IB - Target School
I'm graduating from a target school in tri-state area this May - Princeton/Columbia/Upenn. I accepted an offer from a bank for a rotating MO role with the possibility of rotating on a desk that helps FO s&t teams. I have no good internship experience and saw this as a foot in the door at a good firm. I obviously want to transition to a FO role - DCM, s&t, coverage - especially since I know I'm more than capable of performing as an analyst in FO. My plan is to get SIE and do financial edge training before starting this summer. Thereafter, study for GMAT and kill it so I have MBA option as a contingency, ceteris paribus. Then start working on CFA and learning python. I'm thinking to start networking at about 6 month mark of work, do a year and either lateral to FO internally and if I don't get a spot at a desk, I'll use my network as a hedge and leverage connections to get FO role at another firm. I'd love to get thoughts from others. I know MO to FO isn't easy, but I have things that work in my favor - target school STEM major, speak 4 languages, have traveled to over 25 countries, but got in the game late. I know I belong in front office and I know I'm going to work and get shit done. Any advice would be appreciated..

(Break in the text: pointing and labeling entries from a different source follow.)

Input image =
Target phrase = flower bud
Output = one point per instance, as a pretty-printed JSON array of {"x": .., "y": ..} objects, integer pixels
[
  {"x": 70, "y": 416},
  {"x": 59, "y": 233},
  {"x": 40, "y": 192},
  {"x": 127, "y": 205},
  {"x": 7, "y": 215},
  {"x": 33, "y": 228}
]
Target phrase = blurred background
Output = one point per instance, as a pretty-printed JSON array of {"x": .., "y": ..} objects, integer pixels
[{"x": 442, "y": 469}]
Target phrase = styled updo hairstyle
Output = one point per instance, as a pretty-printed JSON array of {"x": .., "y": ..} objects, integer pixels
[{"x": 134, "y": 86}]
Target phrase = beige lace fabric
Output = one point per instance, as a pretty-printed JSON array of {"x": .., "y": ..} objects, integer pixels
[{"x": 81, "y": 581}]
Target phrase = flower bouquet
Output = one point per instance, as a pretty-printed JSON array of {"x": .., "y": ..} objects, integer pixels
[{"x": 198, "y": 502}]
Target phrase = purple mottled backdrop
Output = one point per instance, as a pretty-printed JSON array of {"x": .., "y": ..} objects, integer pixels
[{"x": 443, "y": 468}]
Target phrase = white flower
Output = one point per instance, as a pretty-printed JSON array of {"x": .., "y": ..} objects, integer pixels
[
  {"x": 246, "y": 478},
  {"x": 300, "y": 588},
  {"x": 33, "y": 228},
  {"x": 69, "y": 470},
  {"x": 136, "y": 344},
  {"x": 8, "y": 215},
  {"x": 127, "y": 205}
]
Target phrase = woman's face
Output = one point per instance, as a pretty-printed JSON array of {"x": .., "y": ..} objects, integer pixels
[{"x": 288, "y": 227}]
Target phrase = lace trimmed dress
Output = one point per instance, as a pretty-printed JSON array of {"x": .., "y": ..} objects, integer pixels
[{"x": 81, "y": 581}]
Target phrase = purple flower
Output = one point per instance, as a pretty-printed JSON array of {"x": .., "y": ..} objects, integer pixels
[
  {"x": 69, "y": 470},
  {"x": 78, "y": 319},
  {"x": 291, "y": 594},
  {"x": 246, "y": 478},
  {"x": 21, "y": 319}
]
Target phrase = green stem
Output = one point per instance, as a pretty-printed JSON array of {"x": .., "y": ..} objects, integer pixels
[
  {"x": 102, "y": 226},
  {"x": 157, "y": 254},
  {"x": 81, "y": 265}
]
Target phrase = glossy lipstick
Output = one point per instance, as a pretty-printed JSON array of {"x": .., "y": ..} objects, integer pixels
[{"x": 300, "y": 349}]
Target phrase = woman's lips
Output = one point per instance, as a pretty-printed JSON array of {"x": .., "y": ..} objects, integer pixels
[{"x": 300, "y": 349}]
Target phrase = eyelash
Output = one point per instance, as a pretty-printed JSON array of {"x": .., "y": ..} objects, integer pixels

The below answer is only about IB - S&T lateral is a completely different process/career path. It will likely be an easier lateral given where you sit now, getting into IB from a markets MO role is going to be somewhat tricky since none of the work/skillset transfers to IB.
SIE, CFA, and Python will NOT help you in IB. Yes you will need to take the SIE eventually, but banks don't care at all if you have it already. The other two are completely irrelevant for IB and very large time sucks. Speaking 4 languages/traveling to 25 countries also doesn't really help you... maybe if the languages are Spanish/Portugese and you are trying to be in LatAm group... but your typical coverage group will not care. Networking is king in IB.
You can definitely try lateraling internally but that is a delicate process, have to network internally in a careful way that won't upset your manager, and you need to wait until 1 year as you mentioned. I would think some banks would be interested in you around 1 year, although it may be stepping back a year and entering as an analyst 1 given lack of relevant experience.
GMAT/MBA is always nice to have in your pocket (score lasts 5 years) but don't go to MBA too soon as you will need 3-5 years of pre-MBA work experience for IB to be interested on the other side. I also think you're not that far from FO and MBA would be a very very expensive way to get there.